税務デューデリジェンス、いわゆる税務DDとは、対象会社の過去の申告、会計処理、税務調整、取引実態、届出、税務調査履歴、未払税金、そして将来の税務影響を確認し、M&A判断に必要な税務リスクを整理していく手続です。

ただし、税務DDは「対象会社に税務リスクが一切ないことを保証する手続」ではありません。

中小M&Aには、時間、費用、資料の制約がつきものです。すべての取引を証憑レベルまで精査することは現実的ではなく、限られた範囲のなかで、重要性の高い論点を押さえていくことになります。実務上も、デューデリジェンスをどこまで尽くしても100%の情報を入手することは難しく、とりわけ簿外債務の把握には限界があります。

そのため、税務DDで大切になるのは、次の三点です。第一に、どの税務リスクが重要かを見極めること。第二に、そのリスクが金額・時期・発生可能性の面でどれほど重いのかを整理すること。第三に、その結果を買収価格、契約条項、クロージング条件、買収後の管理に反映することです。

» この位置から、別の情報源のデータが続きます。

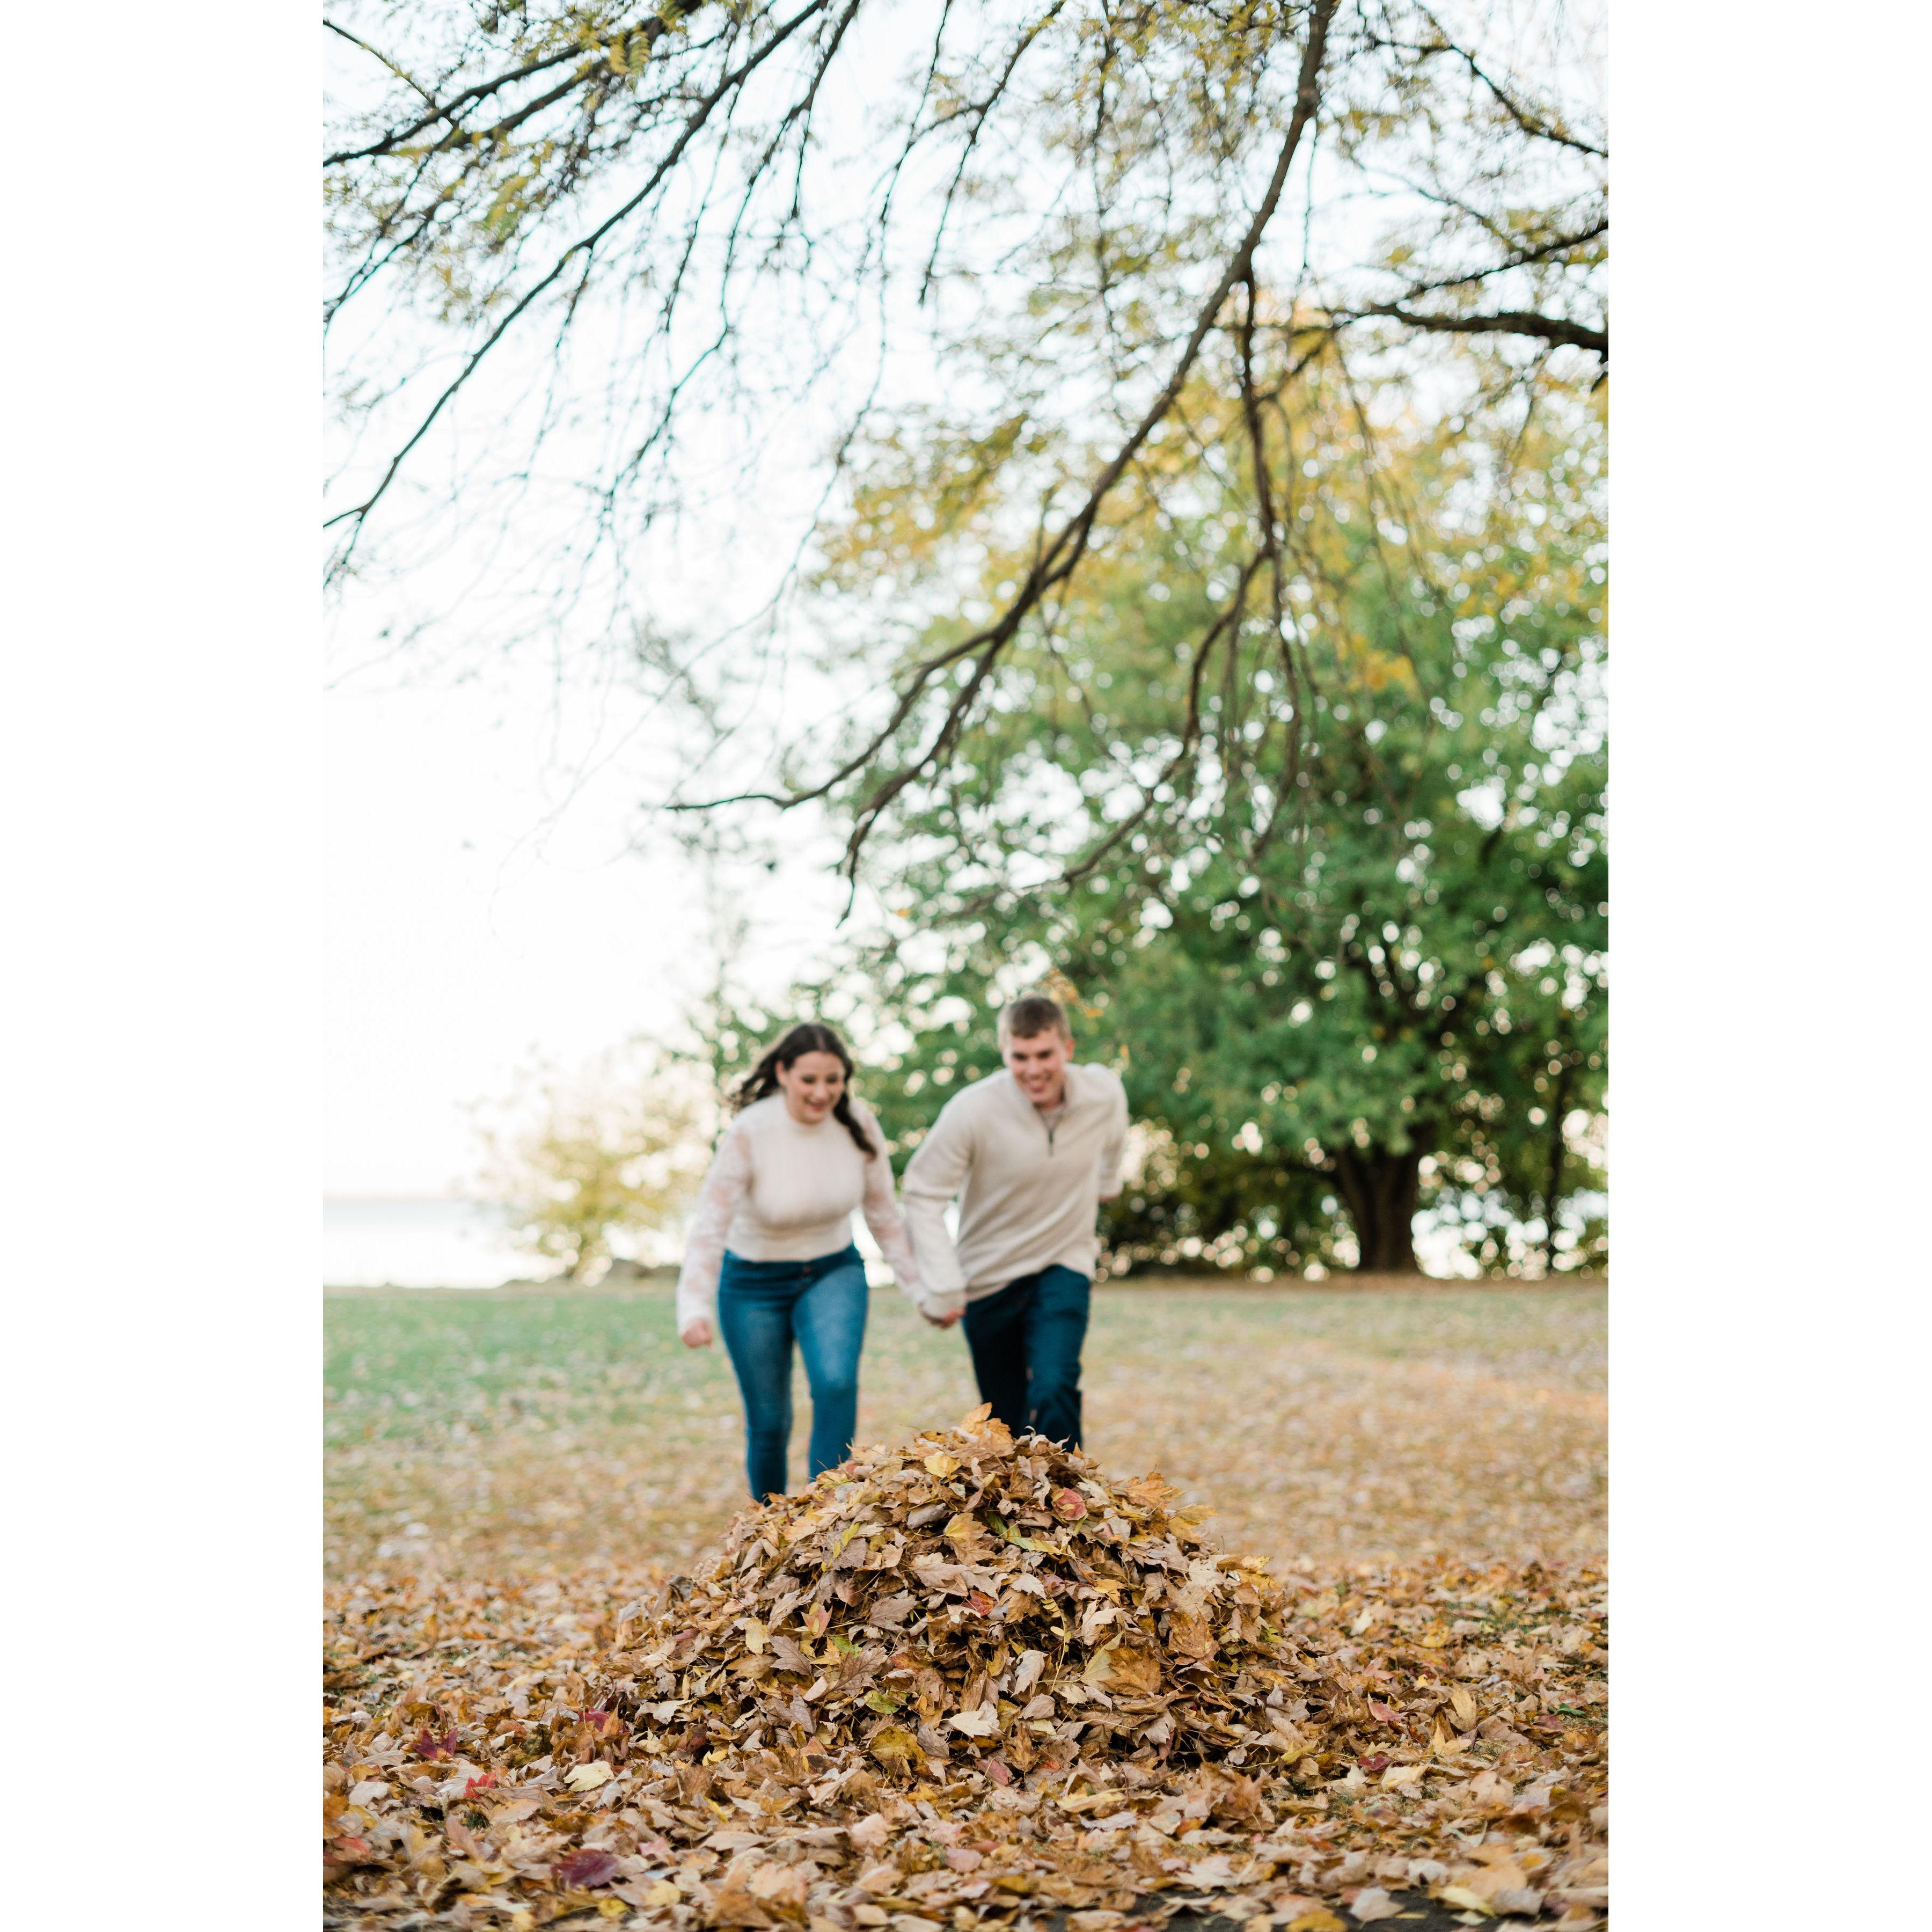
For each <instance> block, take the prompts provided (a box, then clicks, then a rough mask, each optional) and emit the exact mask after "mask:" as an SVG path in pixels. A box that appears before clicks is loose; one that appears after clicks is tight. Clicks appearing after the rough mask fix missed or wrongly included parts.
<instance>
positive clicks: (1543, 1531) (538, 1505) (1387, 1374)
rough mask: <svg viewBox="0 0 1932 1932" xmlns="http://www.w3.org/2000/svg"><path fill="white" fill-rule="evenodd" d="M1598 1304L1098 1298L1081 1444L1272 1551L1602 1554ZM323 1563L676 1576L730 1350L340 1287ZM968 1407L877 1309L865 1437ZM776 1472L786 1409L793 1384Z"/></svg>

税務DDの結果は、単なるレポートで終わらせるものではありません。M&A契約、表明保証、補償条項、価格調整、PMI、そして買収後初回の申告までつなげて初めて、意味を持ちます。

税務DDで最初に確認すべき資料

税務DDでは、まず対象会社の税務申告書と決算書を、複数期分にわたって確認します。一般的には直近3期から5期程度を基礎資料としますが、過去に大きな再編、税務調査、赤字転落、役員退職金の支給、関係会社取引、海外取引があった場合には、より長い期間まで遡って確認することもあります。

法人税及び地方法人税の更正の請求は、国税通則法第23条第1項に基づく場合、原則として法定申告期限から5年以内とされています。

出典:国税庁|C1-12、H1-2 法人税及び地方法人税の確定申告に係る税額等についての更正の請求

一方で、課税庁側の更正・決定等の期間制限は国税通則法に定められており、偽りその他不正の行為がある場合には、通常より長い期間が問題になります。そのためM&Aでは、「何年分を確認すべきか」を機械的に決めるのではなく、リスクの性質に応じて確認範囲を設定することが欠かせません。
出典:e-Gov法令検索|国税通則法

税務DDで最初に依頼しておきたい資料は、少なくとも次のとおりです。

資料確認目的
法人税申告書一式所得計算、税額計算、税務調整、欠損金、税額控除の確認
別表四会計利益から課税所得への調整内容の確認
別表五(一)留保項目、利益積立金額、資本金等の額の継続管理
別表五(二)租税公課、未納法人税等、納付状況の確認
別表六関係税額控除、所得税額控除、外国税額控除等の確認
別表七(一)繰越欠損金の発生年度、控除状況、残高確認
別表八関係受取配当等の益金不算入の確認
別表十四関係寄附金、交際費等、特定資産譲渡等損失等の確認
別表十六関係減価償却、固定資産、少額資産、繰延資産の確認
消費税申告書課税区分、課税売上割合、仕入税額控除、簡易課税等の確認
源泉所得税納付書給与、退職金、報酬、非居住者支払の源泉漏れ確認
税務調査資料過去指摘、修正申告、更正、今後の反復リスクの確認
届出書・申請書控え青色申告、消費税、事前確定届出給与、通算制度等の確認
総勘定元帳・補助元帳申告書では見えない取引実態の確認
契約書・議事録・稟議書取引の法的根拠、意思決定過程、証拠化状況の確認

国税庁は、令和7年4月1日以後終了事業年度等分の法人税等各種別表として、別表四「所得の金額の計算に関する明細書」などを公表しています。税務DDでは、申告書の表紙だけを眺めるのではなく、別表ごとの税務調整が期をまたいでつながっているかどうかまで確認することが重要になります。
出典:国税庁|令和7年4月から令和8年3月の間に提供した法人税等各種別表関係

申告書と別表で確認すべき法人税リスク

法人税申告書は、対象会社の税務判断の履歴そのものです。

損益計算書だけを見ていても、税務リスクは見えてきません。会計上の利益が適正に見えていても、税務上は損金不算入、益金算入、留保項目、社外流出、欠損金、税額控除の誤りが潜んでいることがあります。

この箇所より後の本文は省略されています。